I wonder what would happen if I just said "no"? With no excuses, no "making up for it", no explanation? How big a social faux pas would it be?

Anyway, enough of my rambling. So days 3, 4 and 5 I went to work, then came home, cooked dinner, played with the kids and went to bed. Not much happened.... except inside my head.

------
In the meantime, my no-spend buddies have also been updating:

Voice of Many Colours - has had a huge set back regarding her health and having to feed a very hungry boy. You may want to send her some good health vibes!

Christephi - has made a Filipino recipe! Nilaga! For those who don't know, I was born in the Philippines but raised here in Oz. I don't know how to cook many filipino dishes so I am in awe of her ability to cook (what I regard) as one of the harder ones to do.

Eco-chic Mummy - has had a little set-back due to a mix up with grocery delivery. Ah well, these things happen and yep, I can totally understand why she spent a little bit. Keep going anyway ECM!!

------

Oh and in the meantime, I have also been busy sorting out stuff for my GARAGE SALE this SUNDAY. I will post details about it tomorrow!!

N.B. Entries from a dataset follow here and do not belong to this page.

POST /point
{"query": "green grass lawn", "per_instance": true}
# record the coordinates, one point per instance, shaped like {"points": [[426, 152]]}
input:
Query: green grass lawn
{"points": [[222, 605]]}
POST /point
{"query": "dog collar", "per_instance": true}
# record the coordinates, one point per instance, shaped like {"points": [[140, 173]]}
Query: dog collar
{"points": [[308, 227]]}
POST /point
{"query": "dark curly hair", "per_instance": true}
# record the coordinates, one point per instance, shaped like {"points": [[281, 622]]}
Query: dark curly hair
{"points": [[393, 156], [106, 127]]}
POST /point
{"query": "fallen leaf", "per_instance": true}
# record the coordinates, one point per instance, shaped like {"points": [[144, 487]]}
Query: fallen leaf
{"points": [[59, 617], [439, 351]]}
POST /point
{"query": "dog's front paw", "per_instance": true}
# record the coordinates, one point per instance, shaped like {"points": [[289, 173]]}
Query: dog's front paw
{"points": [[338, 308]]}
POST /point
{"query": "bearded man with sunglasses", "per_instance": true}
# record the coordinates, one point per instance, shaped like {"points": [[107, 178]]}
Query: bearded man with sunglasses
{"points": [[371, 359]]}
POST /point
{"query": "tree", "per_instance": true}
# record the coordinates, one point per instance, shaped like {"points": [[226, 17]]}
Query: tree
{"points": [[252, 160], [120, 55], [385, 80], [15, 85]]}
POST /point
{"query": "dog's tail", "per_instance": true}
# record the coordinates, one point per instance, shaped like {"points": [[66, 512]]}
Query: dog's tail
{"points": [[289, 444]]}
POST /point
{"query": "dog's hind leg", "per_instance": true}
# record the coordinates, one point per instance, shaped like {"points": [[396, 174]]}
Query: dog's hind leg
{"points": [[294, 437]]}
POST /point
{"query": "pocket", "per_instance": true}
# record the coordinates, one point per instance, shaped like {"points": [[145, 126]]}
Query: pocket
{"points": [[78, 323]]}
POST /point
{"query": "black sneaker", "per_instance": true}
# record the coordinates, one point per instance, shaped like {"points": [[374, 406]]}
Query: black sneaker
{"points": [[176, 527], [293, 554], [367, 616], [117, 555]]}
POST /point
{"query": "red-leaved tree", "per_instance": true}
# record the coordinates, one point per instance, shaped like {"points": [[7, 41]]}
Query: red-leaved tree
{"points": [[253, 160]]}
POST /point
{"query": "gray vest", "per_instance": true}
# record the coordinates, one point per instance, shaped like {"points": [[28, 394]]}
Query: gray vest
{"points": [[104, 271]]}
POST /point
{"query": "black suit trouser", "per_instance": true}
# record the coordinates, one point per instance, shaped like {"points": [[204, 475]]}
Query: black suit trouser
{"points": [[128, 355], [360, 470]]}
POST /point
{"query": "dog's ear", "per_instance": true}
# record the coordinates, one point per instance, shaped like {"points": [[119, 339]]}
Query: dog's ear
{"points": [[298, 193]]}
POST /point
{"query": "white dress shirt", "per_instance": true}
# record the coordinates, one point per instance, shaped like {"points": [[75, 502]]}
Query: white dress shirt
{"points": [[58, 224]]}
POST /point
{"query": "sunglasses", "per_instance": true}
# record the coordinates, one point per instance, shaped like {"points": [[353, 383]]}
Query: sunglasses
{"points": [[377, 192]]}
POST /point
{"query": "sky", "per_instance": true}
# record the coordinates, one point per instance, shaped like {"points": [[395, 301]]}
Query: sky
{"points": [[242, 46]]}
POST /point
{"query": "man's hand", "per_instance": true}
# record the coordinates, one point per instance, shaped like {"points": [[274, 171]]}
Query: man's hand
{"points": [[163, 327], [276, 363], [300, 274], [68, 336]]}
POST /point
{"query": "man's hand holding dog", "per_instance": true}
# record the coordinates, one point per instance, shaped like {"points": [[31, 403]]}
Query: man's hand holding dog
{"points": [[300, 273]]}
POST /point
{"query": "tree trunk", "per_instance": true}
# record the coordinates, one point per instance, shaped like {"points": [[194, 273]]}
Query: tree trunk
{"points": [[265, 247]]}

Hope you all had a pleasant day. :)

26 August 2009

Unexpected gifts! (Pic brag type of post)

Today I got the most amazing gifts!!

A few weeks back, I had put my name down in Irene's Re-Vintaged blog, for a giveaway to celebrate her 1st Blog Birthday. Her giveaway was a gorgeous vintage barkcloth wall art. Anyway, I was one of the lucky winners and I got it today!!! But not only did I get her beautiful wall art, but got given some fantastic gifts as well!

First up here's a shot of the entire package:


The barkcloth I just had to put up straight away because I couldn't wait to take a pic. It looks gorgeous on my purple wall, doesn't it?

I also received an absolutely gorgeous tin - Irene must've remembered another comment I had made in her blog about my love of tins. I have a few in my collection and all of them are put to good use. This one looks great on top of my shoe cupboard and will be used to hold all the things that end up in my pockets at the end of a work day (how does that happen?).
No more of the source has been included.